On This Date: Alabama Was Topping The Country Charts With Their Southern Anthem “Dixieland Delight” In 1983

Alabama country music
Alabama/Youtube

41 years ago today.

On this day in 1983, Alabama released their classic sing-along anthem “Dixieland Delight,” which was the lead single to their 7th-career studio album, The Closer You Get. It was part of a string of record-breaking 21 straight #1 singles from 1980 to 1987, and has since been certified Platinum.

Written by Ronnie Rogers, it become one of th ebiggest and most recognizable hits of Alabama’s impressive career, and an 80’s country standard. Of course, it’s also been adopted as a fight song of the Alabama Crimson Tide and used for SEC college football games across the South, and covered by many country artists over the decades as well.

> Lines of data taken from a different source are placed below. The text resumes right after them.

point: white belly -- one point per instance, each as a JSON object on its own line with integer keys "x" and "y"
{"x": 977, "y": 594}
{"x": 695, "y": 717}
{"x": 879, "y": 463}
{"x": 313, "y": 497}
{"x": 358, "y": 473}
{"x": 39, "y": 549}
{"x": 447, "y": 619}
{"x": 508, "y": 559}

Ronnie told AL.com in 2018 that it was inspired while he was quite literally “rolling down the backwoods” in Tennessee:

“I came to a stop sign at a dead-end road and the thought just came ‘rolling down the backwoods, Tennessee by-way,’ which is what I was doing. ‘One arm on the wheel…’ and I finished about half of it that day.

And the chorus. I went home and a guy came to my house asking what songs I’ve written in a week and I played him the half of the song and he said ‘Man, you have to finish that. There’s a group called Alabama cutting next week and I think they might like this song.’

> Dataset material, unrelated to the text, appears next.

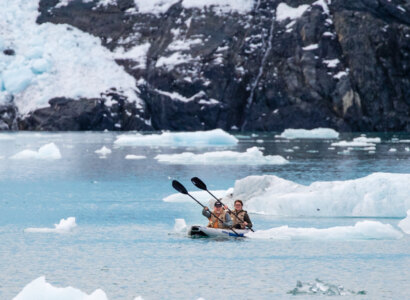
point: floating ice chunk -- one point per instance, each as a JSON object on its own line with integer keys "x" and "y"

So, well, I went out in the woods and I didn’t know where I was going. I look around and there was a white-tail buck deer, a red-tail hawk sitting on a limb and a chubby old groundhog was all around me. So I said ‘God, thank you.’ I wrote it all down and they liked it.'”

While Rogers says the song was written about Leipers Fork, Tennessee, the state of Alabama has clearly adopted it for obvious reasons, though Alabama frontman Randy Owen played it coy when asked whether he could finally settle that debate once and for all:

“I hope they keep debating.”

There ya have it, folks.

At the end of the day, it doesn’t really matter, and personally, I think the entire South has adopted the song as their anthem in some sense because it never misses with a crowd down here.

It’s one of the first country songs I remember hearing and loving, because it has always reminded me of home and the unique and special place that the entire South is… and like I said, absolutely nothing will get the crowd going like this one. If you know you know.